Miami Herald

Jury is picked to decide whether Parkland shooter will be executed

- BY TERRY SPENCER

The jury that will decide whether Nikolas Cruz should get the death penalty for killing 17 people in the 2018 shooting rampage at a Parkland high school was selected Wednesday after a painstakin­g, stop-and-start process that took nearly three months.

The defense used all 10 of its peremptory challenges, eliminatin­g candidates for any reason other than race or gender, while the prosecutio­n used four.

Circuit Judge Elizabeth Scherer rejected the defense’s attempt to eliminate a Black man who said during jury selection he did not believe in the existence of “white privilege” — the argument that white people get certain societal advantages because of their race. Scherer agreed with the prosecutio­n’s argument that the defense’s reasoning showed racial bias.

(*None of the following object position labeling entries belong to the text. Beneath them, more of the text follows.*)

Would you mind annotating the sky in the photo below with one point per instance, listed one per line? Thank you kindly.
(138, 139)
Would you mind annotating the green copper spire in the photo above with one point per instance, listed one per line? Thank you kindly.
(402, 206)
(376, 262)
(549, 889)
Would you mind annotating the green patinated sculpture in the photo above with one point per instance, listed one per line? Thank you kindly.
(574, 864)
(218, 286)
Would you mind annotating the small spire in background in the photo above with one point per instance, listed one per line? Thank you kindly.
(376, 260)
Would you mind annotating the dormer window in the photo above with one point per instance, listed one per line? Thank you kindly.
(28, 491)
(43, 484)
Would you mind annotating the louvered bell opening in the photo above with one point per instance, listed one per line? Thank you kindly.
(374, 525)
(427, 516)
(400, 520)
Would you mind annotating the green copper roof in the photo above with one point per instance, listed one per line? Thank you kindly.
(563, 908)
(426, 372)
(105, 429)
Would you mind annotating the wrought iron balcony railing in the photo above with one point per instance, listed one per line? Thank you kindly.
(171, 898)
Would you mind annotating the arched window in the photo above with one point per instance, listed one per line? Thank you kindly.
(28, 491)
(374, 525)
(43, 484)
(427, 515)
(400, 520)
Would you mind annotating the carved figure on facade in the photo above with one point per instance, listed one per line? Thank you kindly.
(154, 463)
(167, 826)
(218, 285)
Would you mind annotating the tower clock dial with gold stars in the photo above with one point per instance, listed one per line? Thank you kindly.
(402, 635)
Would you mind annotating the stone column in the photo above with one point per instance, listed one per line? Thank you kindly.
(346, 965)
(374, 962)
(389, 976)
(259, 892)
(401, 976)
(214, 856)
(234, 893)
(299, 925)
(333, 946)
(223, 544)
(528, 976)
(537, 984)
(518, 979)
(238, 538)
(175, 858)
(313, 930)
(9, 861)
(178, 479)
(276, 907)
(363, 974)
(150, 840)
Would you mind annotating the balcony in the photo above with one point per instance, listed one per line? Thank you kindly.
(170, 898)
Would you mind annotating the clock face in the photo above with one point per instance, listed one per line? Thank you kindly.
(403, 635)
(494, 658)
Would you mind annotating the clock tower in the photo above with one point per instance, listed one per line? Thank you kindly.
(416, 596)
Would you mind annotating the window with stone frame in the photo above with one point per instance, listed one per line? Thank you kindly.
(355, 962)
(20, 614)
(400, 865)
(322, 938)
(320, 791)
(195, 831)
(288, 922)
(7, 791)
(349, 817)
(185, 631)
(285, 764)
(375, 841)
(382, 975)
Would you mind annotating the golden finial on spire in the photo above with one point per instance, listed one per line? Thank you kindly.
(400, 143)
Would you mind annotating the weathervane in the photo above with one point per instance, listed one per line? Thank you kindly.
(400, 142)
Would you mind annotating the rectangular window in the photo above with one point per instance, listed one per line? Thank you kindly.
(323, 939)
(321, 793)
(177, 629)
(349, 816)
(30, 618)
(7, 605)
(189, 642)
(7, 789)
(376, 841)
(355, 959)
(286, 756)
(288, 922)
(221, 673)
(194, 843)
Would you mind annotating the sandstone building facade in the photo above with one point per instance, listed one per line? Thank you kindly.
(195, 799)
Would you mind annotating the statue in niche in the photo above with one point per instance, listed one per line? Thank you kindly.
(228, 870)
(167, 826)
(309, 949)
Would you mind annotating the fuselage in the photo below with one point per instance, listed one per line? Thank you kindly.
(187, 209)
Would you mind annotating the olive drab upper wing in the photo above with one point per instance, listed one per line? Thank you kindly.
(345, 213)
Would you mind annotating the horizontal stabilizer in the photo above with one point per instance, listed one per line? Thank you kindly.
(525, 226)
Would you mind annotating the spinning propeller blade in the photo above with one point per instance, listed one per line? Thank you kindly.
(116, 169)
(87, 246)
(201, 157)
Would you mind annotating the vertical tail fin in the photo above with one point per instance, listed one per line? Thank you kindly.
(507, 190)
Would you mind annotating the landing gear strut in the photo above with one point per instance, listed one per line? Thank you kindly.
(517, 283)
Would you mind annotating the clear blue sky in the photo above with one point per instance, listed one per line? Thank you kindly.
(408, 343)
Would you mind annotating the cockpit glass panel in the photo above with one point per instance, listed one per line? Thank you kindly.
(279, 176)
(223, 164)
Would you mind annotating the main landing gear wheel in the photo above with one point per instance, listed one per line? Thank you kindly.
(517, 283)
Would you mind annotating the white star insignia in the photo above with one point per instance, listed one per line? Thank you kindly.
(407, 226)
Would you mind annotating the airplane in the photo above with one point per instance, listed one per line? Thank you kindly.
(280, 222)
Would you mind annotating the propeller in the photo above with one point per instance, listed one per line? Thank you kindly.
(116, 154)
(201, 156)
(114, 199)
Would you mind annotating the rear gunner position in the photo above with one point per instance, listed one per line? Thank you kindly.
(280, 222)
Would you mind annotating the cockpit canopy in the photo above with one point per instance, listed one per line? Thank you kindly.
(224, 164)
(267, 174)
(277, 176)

The seven men and five women who were chosen will return to court July 18 for opening statements along with 10 alternates. Cruz, 23, pleaded guilty in October to murdering 17 people at Marjory Stoneman Douglas High School on Feb. 14, 2018, meaning the expected four-month trial will only decide if he receives a penalty of death or life in prison without parole. If one juror opposes death, the former Stoneman Douglas student will receive a life sentence.

The panel will have a task never faced by a U.S. jury — no American mass shooter who killed at least 17 people has ever made it to trial. Nine others died during or immediatel­y after their shooting attacks, killed either by police or themselves. The suspect in the 2019 slaying of 23 at a Walmart in El Paso, Texas, is awaiting trial.